Barbell Standing Close Grip Curl
- Target muscle
- Biceps Brachii
- Synergist muscles
- Brachialis, Brachioradialis
- Equipment
- Barbell
- Body part
- Upper Arms
- Type
- Strength
The barbell standing close grip curl is a standing biceps exercise that targets the biceps brachii, with the brachialis and brachioradialis assisting. Taking a grip narrower than shoulder-width biases the outer, long head of the biceps, making it a useful variation for building the peak and width of the upper arm.
How to do the Barbell Standing Close Grip Curl
- 1Load the barbell and stand tall with your feet shoulder-width apart and knees slightly soft.
- 2Take an underhand grip on the bar with your hands closer together than shoulder-width, roughly 6 to 8 inches apart.
- 3Let the bar hang at arm's length against your thighs, with your elbows pinned to your sides and your chest up.
- 4Brace your core and curl the bar upward by bending only at the elbows, keeping your upper arms still.
- 5Squeeze your biceps hard as the bar reaches the top, stopping before your forearms pass vertical so tension stays on the muscle.
- 6Lower the bar under control back to full arm extension, resisting it on the way down.
- 7Complete your reps, then set the bar down with control.
Form tips
- Keep your elbows fixed at your sides throughout the set so the biceps do the work instead of your shoulders.
- Use a controlled tempo, taking about two seconds to lower the bar to maximize tension on the biceps and brachialis.
- Pick a weight that lets you keep your torso upright; close grip curls expose cheating quickly.

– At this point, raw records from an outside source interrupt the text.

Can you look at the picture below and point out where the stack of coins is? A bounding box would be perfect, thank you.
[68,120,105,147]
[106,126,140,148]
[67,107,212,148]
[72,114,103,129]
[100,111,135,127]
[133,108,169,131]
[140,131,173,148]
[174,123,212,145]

- Keep your wrists straight and neutral rather than letting them bend back under load.
Common mistakes
- Swinging the torso and using momentum to heave the bar up, which shifts load off the biceps and strains the lower back.
- Letting the elbows drift forward at the top, which turns the curl into a partial front raise and reduces biceps tension.
- Using too much weight and only completing partial reps, cutting the range of motion that builds the muscle.
- Dropping the bar quickly on the way down instead of resisting it, wasting the most productive part of the rep.
Frequently asked questions
What muscles does the barbell standing close grip curl work?
It mainly works the biceps brachii, with the brachialis and brachioradialis assisting. The narrow grip places extra emphasis on the outer, long head of the biceps.
What is the difference between a close grip and a wide grip barbell curl?
A close grip, narrower than shoulder-width, biases the outer long head of the biceps for more peak and width. A wider grip shifts emphasis toward the inner short head. Both train the same muscles, just with a different bias.
How close should my grip be?
Set your hands closer than shoulder-width, roughly 6 to 8 inches apart. Keep it comfortable for your wrists; if your wrists ache, widen the grip slightly.
How many sets and reps should I do?
For arm size, three to four sets of 8 to 12 controlled reps works well. Choose a weight that lets you keep strict form without swinging the bar up.
Is the barbell standing close grip curl good for beginners?
Yes. It is a simple movement, but beginners should start light and keep their elbows pinned to their sides to learn strict form before adding weight.